Indonesian Ekatalog Watch (INDECH) menyoroti adanya pembengkakan biaya dalam proyek HDD PLN di berbagai daerah Indonesia. Mereka mendesak KPK agar segera memulai penyelidikan atas proyek-proyek besar PLN antara tahun 2016 hingga 2019, termasuk proyek penanaman kabel bawah tanah yang dilakukan di Gandul-Kemang pada tahun 2022. INDECH mencurigai adanya “arisan proyek” di tubuh PLN, di mana beberapa vendor utama seperti PT Kabel Metal Indonesia (KMI), PT Sucaco, PT Berca, dan PT Prysmian Cable secara bergantian mendapatkan proyek-proyek besar di wilayah Sumatra, Jawa, Bali, hingga Makassar.

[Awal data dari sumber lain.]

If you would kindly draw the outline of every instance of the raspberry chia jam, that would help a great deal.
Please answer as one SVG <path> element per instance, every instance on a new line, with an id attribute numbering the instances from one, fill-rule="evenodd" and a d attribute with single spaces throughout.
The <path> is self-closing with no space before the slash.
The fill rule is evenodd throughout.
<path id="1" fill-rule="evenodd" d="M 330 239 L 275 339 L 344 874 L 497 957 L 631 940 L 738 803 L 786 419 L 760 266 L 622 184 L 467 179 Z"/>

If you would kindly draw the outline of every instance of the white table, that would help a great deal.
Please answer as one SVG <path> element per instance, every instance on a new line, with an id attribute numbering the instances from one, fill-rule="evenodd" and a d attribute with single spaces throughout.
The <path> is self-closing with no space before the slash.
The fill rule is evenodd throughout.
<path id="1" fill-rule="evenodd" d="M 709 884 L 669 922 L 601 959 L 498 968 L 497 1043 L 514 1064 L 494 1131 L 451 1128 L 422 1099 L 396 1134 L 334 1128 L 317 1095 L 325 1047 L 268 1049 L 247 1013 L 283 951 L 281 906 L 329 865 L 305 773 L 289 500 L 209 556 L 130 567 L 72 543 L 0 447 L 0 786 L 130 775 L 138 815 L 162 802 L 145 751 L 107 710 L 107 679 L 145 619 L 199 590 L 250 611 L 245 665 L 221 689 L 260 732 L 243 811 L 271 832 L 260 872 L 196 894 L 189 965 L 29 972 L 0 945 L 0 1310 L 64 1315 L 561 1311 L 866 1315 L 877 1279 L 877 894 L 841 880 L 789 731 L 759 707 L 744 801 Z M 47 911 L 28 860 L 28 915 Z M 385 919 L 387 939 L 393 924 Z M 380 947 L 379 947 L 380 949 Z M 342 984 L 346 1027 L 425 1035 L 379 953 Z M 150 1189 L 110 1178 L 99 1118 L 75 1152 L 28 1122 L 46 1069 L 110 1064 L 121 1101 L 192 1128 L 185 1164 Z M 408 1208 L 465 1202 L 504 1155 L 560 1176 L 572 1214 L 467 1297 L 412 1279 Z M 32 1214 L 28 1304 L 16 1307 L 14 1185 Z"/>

INDECH mengungkapkan bahwa pekerjaan HDD sebenarnya dapat dikerjakan dengan biaya sekitar Rp2,1 juta per meter. Hal ini terbukti dalam kasus hukum yang pernah ditangani Pengadilan Negeri Jakarta Selatan, yang mengonfirmasi bahwa subkontraktor dapat menyelesaikan proyek HDD dengan biaya jauh lebih rendah daripada harga yang diajukan PLN. Dari fakta tersebut, INDECH memperkirakan adanya mark-up sebesar Rp9 juta per meter pada proyek-proyek HDD yang dilakukan PLN di berbagai daerah.
INDECH menegaskan bahwa penyimpangan harga satuan ini dapat menyebabkan kerugian negara hingga triliunan rupiah mengingat jumlah proyek HDD yang dilakukan setiap tahunnya. Mereka berencana melaporkan kasus ini kepada KPK dengan membawa data dan bukti-bukti pendukung untuk mempercepat proses penyelidikan. Mereka juga meminta agar KPK membuka penyelidikan atas proyek-proyek yang melibatkan vendor-vendor besar tersebut.